Think about that for a minute: this brand was doing everything most marketers say to do: create exceptional, world-class products that people actually want? Check. Forge great partnerships with established, category-adjacent brands? Check. Build a stable of influencers who love and support the brand? Check. Create emotive, resonant content that shares a credible story? Checked so hard Shopify featured them in national commercials.

And somehow, the brand was not just losing money, they were hemorrhaging it.

Once I got into the account, I found the reason wasn’t mysterious; it’s something I see in roughly 80% of the audits we do: the problem was the structure.

You can have the best product, killer creative and exceptional storytelling, but if your account structure is actively working against Meta’s algorithm, you’re (at worst) unintentionally kneecapping your growth or (at worst) actively setting money on fire.

Anyone who has run Meta Ads for the last ~5 years has heard the non-stop refrain that “Creative is Key” and “Creative is the targeting” – but (in true Hegelian fashion), the creative fever dream is breaking and more and more brands are starting to realize that great creative can not out-run broken fundamentals.

The difference between a record year and a midseason meltdown is almost always structural, not superficial.

Four Silent Killers That Derail Meta Performance

1. The Attribution Trap

The first place I look in a Meta audit: attribution settings.

In this case, the account was heavily leaning on 1-Day View. Nearly half the reported conversions were people who never clicked an ad – Meta just claims those people saw it, then bought later via some other channel.

In those cases, Meta is neither creating the demand nor is it capturing demand. It’s just there, collecting a tax, then using that tax collection as justification for its value.

What’s worse? If you’re scaling spend based on that view-based conversion data, you’re not scaling customer acquisition; you’re inflating performance based on people who had an exceptionally high probability of purchasing anyway.

Fix it: Shift to 7-Day Click (7DC) attribution.
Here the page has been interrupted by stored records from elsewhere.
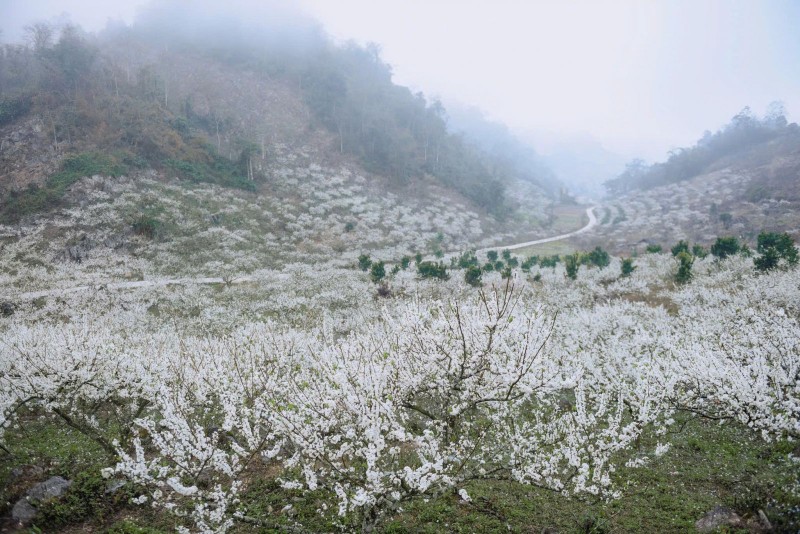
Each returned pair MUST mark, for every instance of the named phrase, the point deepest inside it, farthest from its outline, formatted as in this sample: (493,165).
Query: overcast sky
(640,76)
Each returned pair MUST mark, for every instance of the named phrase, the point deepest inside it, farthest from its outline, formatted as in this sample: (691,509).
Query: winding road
(244,279)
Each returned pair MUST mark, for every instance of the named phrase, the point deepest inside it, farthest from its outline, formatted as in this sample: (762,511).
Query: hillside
(249,284)
(740,181)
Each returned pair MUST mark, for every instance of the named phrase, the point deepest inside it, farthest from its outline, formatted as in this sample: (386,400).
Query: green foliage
(221,172)
(599,257)
(681,246)
(12,108)
(550,261)
(129,527)
(684,273)
(572,262)
(429,269)
(364,263)
(467,259)
(699,251)
(528,263)
(85,500)
(627,267)
(36,199)
(724,247)
(472,276)
(147,226)
(377,271)
(773,247)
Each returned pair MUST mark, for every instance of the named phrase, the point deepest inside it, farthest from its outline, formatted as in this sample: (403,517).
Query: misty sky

Yes, the numbers will look worse short-term. But they’ll be real. Meta’s algorithm will start optimizing for people who stop, click and purchase.

I’ve found that 1DC tends to over-index toward high intent users (especially for mid-to-high consideration purchases), whereas 1DV tends to take credit for far too many non-incremental conversions. 7DC is a nice balance between the two, where Meta is still incentivized to bring new-to-brand buyers (avoids the 1DC trap) while still forcing it to add real value (the 1DV trap).

2. The “Peanut Butter” Segmentation Mistake

I’m constantly amazed at how few brands understand the damage advertising products or services with wildly different unit economics into the same campaign can do.

In this account, high-margin accessories were running alongside high-CPA hard goods and mid-margin apparel.

To put a finer point on this: the accessories had margins of 76%+ – for every $100 sale, the brand pulled in about $76.70 after costs of goods sold + cost of delivery (including payment processing fees, shipping, allowances for returns, customer service, packaging – all of it). The hard goods (think: shoes) had a radically different margin profile – less than 24% after partnership commissions, COGS, R&D allowance, shipping, returns, customer service, packaging, etc. And in the middle was apparel – margins were 40% to 60%, depending on the specific piece – but return rates were MUCH higher than any other category.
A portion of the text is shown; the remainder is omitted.